A 1967 inquest ruled that Chief Albert Luthuli was walking on a railway line when he was struck by a train and died after fracturing his skull.
Activists and his family have long cast doubt on the official version of events, and have said they welcomed the re-opening of the inquest.
Luthuli, who at the time of his death was the leader of the then-banned African National Congress (ANC), won the Nobel Peace Prize in 1960 for spearheading the fight against apartheid.
The ANC went on to lead the struggle against white-minority rule and came to power in 1994, following the first democratic elections.
The National Prosecuting Authority (NPA) has said that it "will be presenting evidence before the court in an attempt to have the initial findings into the deaths of Chief Luthuli... overturned". It has not said what that evidence is.
Nearly six decades ago, the initial inquiry into the Nobel laureate's death "found that there was no evidence which disclosed any criminal culpability on the part of any of the employees of the South African Railways or anyone else", the NPA said last week.
But campaigners suspected the authorities had killed him and covered it up.
Luthuli's grandson, Sandile Luthuli, told the BBC that the initial investigation had been a "whitewash meant to cover up the activities of the [former] apartheid government".

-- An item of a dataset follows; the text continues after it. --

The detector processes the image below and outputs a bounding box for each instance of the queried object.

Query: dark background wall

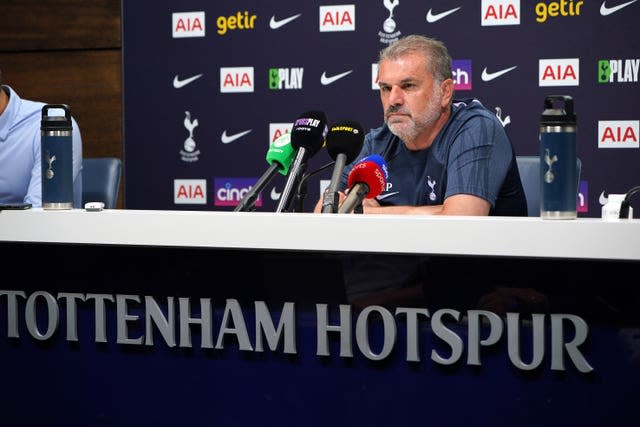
[0,0,124,208]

"We look forward to an independent judiciary that will preside over this matter and [make] independent findings on exactly what transpired on that fateful day in July 1967," he told the BBC.
Sandile Luthuli praised the NPA for its handling of the complex case and the ongoing engagement with relatives since the matter was referred to prosecutors in the early 2000s.
On the family's expectations from the nearly month-long hearing, Luthuli said they hoped to find closure on two levels - first on how chief Luthuli really died and secondly, who should be held criminally liable for his death.
"Hopefully, through this inquest, we will be able to find both. If not, maybe the first one, being exactly the opportunity to correct the historical record and really debunk his myth of him being hit by a train," he said.
Another of Luthuli's grandchildren, Albert Mthunzi Luthuli, told South Africa's IOL news site that the family welcomed the re-opening of the inquest, even though it was now years after the deaths of "many people that we suspected of being involved in my grandfather's murder".
"We believe the TRC [Truth and Reconciliation Commission] let many families of victims down by giving amnesty to apartheid murderers," he added, referring to the post-apartheid process where perpetrators of violence in the previous decades were encouraged to come forward to fully confess their crimes.
At the time of his death, Luthuli was not allowed to leave his residential area in Groutville - now in KwaZulu-Natal province - or take part in politics.
He was South Africa's first winner of the Nobel Peace Prize. The award was later given to three other South Africans: Archbishop Desmond Tutu in 1984, and Nelson Mandela and FW de Klerk in 1993.
The Luthuli case is one of two highly anticipated inquests into the deaths of anti-apartheid figures re-opening on Monday. The other concerns lawyer Mlungisi Griffiths Mxenge, who was killed in 1981, but this was postponed to 17 June after a brief sitting on Monday.
He had been stabbed 45 times and his throat had been slit.
An inquest into his death a year later failed to identify his murderers and it was only nine years later that they were revealed - when Butana Almond Nofemela, confessed to killing Mxenge and seven other ANC members.
He was part of a covert hit-squad, or counter-insurgency unit, that detained and killed anti-apartheid activists.
Nofemela, together with the squad's commander Dirk Coetzee and David Tshikalange, were in 1997 found guilty of Mxenge's murder but were granted amnesty by the TRC before the criminal case could be concluded.
Explaining the reopening of the inquest into Mxenge's death last year, the justice ministry said this was because new evidence had emerged, suggesting that "certain critical information" had not been presented to the TRC.
In South Africa, inquests often look into determining how a person died and whether anyone should be held responsible for their death.